Ali Dia

EL FUTBOLISTA QUE NUNCA FUE

Ali Dia es un hombre mágico. Logró cumplir el sueño de muchos: jugar en la Premier League. Una historia de película.

Corría el año 1996. Había terminado el periodo de fichajes europeos y Southampton, entrenado por Graeme Souness, se había quedado sin delanteros debido a varias lesiones en el plantel. El manager, como se acostumbra en Inglaterra, manejaba además de las decisiones tácticas, el dinero del equipo en el mercado de pases. Salió entonces a la búsqueda de un delantero que estuviera sin contrato para poder firmar con su equipo. Los días pasaron y no pudo encontrar al jugador de calidad que llenara sus necesidades.

Ya en una situación de angustiante desesperación, escuchó su teléfono sonar en medio de una noche.
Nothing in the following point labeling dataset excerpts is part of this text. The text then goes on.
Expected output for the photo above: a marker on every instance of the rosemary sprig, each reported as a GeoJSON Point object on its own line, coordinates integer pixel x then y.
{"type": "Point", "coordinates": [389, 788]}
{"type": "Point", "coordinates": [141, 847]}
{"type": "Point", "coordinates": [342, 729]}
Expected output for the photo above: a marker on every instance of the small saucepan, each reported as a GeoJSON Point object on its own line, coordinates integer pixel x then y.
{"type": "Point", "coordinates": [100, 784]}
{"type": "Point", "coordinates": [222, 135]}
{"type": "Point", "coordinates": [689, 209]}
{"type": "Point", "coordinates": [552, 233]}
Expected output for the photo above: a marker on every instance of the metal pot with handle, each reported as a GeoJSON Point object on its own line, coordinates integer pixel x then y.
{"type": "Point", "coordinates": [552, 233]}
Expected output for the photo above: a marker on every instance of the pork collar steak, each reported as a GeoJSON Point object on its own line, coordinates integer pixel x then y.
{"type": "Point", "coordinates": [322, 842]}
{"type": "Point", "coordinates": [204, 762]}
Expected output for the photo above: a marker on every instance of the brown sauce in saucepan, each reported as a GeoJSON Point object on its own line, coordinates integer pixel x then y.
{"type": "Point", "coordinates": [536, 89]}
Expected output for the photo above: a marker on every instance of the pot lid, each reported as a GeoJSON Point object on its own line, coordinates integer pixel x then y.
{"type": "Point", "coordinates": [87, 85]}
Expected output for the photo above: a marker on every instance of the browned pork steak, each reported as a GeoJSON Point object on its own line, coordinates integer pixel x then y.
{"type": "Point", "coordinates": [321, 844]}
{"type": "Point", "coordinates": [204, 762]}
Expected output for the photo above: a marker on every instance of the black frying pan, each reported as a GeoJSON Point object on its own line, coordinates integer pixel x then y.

Era el mítico George Weah, que por entonces militaba en Milán y enterado de su búsqueda, le recomendaba a un primo suyo que se había quedado sin contrato en el PSG y que además era un habitué en las convocatorias de la Selección de Senegal. Ante la referencia del liberiano y sin más información del jugador, Souness aceptó darle un contrato de prueba al recomendado Ali Dia. Unos días después el senegalés de 30 años apareció en los entrenamientos. Feliz como pocos.


Para probar la calidad de este “9” de experiencia internacional, el DT organizó un amistoso rápido entre los suplentes de su equipo y los del Arsenal pero el partido se suspendió debido a malas condiciones climáticas. Se acercaba el encuentro ante Leeds por la Premier League y Souness seguía sin su delantero y ante la falta de jugadores en ese puesto, decidió convocar al ignoto Ali Dia, con apenas algunos días de entrenamiento. La hora de la verdad.


El 23 de Noviembre de 1996 en el estadio Elland Road de Leeds, Ali Dia se sentaba en el banco esperando su oportunidad, la cual llegaría a los 33 minutos del primer tiempo, cuando la leyenda del Southampton Matthew Le Tissier se lesionó. Souness creyó que era el momento propicio para destapar a su fichaje estelar. Ali Dia se levantó y entro al campo de juego luciendo sobre sus espaldas la número 33. Estaba viviendo el sueño de su vida.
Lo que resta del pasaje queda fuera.